Kenzo Takada, who maked his brand in Paris in the 1970s, died at age 81 from COVID-19 on Sunday, the label that carries his name said.
His family said that Takada died from complications from COVID-19 in a hospital in Neuilly-sur-Seine, near Paris. A staff for Kenzo’s brand confirmed that the designer died, but didn’t said a cause of death.
Kenzo’s death fell at the tail end of Paris Fashion Week, whose takes place a fashion season for spring-summer 2021. It was only days ago that the Kenzo fashion house unveiled its bee-themed collection there.
Kenzo Takada Died From COVID-19
Kenzo designer was born on February 27, 1939, in Himeji, Japan. He is a hoteliers but after viewing his sisters’ fashion magazines his love of fashion stared. After that, Takada study at the Bunka College of Fashion in Tokyo. The designer had a brief stint working in Japan. He relocating to Paris in 1965, to work as a freelance designer.

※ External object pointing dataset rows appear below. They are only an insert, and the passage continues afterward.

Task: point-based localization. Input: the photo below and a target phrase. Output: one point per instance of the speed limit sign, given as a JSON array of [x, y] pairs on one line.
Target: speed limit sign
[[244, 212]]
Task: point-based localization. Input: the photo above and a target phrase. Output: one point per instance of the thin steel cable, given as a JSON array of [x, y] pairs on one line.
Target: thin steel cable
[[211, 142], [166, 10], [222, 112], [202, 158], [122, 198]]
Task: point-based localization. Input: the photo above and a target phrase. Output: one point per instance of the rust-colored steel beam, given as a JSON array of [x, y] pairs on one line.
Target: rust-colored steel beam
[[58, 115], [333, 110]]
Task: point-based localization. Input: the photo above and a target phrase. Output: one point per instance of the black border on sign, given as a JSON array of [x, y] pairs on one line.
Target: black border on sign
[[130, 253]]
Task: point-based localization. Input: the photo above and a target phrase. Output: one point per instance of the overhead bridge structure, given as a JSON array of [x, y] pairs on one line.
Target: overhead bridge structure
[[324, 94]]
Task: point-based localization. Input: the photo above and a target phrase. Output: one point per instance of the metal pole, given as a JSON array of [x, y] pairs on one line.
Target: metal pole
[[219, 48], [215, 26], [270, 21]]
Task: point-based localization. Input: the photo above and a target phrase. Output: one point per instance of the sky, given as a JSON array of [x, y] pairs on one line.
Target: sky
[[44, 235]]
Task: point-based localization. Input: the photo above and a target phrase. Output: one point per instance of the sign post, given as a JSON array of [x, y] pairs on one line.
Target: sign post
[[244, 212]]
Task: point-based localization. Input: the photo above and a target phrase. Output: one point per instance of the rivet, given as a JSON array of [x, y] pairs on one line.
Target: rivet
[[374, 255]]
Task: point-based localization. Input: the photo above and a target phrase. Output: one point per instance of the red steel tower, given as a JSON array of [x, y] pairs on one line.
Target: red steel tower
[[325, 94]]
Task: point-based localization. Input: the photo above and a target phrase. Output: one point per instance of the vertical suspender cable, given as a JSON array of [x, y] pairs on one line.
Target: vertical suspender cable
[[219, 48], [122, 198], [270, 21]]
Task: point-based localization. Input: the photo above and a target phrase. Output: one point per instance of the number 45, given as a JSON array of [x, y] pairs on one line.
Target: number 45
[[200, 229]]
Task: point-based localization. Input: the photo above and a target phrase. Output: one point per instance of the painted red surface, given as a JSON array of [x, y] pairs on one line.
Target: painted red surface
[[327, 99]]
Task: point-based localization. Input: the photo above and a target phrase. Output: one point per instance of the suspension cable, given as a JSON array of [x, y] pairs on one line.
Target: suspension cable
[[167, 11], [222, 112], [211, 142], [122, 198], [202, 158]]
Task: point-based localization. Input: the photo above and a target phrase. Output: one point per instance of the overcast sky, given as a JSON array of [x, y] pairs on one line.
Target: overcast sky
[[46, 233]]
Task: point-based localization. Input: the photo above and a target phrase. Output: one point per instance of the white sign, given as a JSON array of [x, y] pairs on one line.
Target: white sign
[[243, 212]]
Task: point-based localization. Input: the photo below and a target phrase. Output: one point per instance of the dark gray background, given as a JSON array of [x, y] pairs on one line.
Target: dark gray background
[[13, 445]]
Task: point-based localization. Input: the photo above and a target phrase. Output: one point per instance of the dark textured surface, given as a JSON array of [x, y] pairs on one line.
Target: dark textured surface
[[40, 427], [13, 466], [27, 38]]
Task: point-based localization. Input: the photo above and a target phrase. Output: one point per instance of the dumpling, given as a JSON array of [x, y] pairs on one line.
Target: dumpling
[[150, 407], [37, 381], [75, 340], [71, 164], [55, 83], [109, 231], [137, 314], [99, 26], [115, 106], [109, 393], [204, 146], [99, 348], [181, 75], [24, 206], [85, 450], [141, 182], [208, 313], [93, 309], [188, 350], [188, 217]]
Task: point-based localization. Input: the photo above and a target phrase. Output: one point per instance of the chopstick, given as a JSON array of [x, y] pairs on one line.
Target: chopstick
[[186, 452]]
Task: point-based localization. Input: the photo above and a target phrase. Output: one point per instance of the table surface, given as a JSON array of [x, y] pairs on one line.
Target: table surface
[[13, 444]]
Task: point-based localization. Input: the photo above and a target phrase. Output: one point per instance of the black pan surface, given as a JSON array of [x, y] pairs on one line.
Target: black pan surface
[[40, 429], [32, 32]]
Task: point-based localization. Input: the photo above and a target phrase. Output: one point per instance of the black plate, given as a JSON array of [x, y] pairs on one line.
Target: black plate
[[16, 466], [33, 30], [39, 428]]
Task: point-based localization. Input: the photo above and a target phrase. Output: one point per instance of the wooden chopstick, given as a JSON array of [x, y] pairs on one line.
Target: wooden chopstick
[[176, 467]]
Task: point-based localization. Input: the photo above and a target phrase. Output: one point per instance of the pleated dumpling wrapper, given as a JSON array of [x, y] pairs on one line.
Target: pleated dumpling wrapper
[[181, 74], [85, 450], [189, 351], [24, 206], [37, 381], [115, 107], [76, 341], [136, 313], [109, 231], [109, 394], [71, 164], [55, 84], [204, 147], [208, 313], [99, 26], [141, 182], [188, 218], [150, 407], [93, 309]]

In Paris 1970s, Kenzo Takada took over a boutique. Kenzo’s styles used clashing prints, bold color and it were inspired in its decoration by the jungle scenes of painter Henri Rousseau. He famed for his free-spirited aesthetic that channeled global travel, inspired by his travels all over the world. In addition, he merged with Asian styles. Takada Kenzo love trips and use of ethnic influences were strong features in his three decades.
Takada’s first collection was make completely out of cotton because he hadn’t enough money. However, his model was put on the cover of Elle magazine. A short time after, pioneering shoulder forms, large armholes, dungarees, smock tent dresses, innovative shoulder shapes, and his store was featured in U.S. Vogue. The designer showed his collections in New York and Tokyo. His contributions to fashion was significant.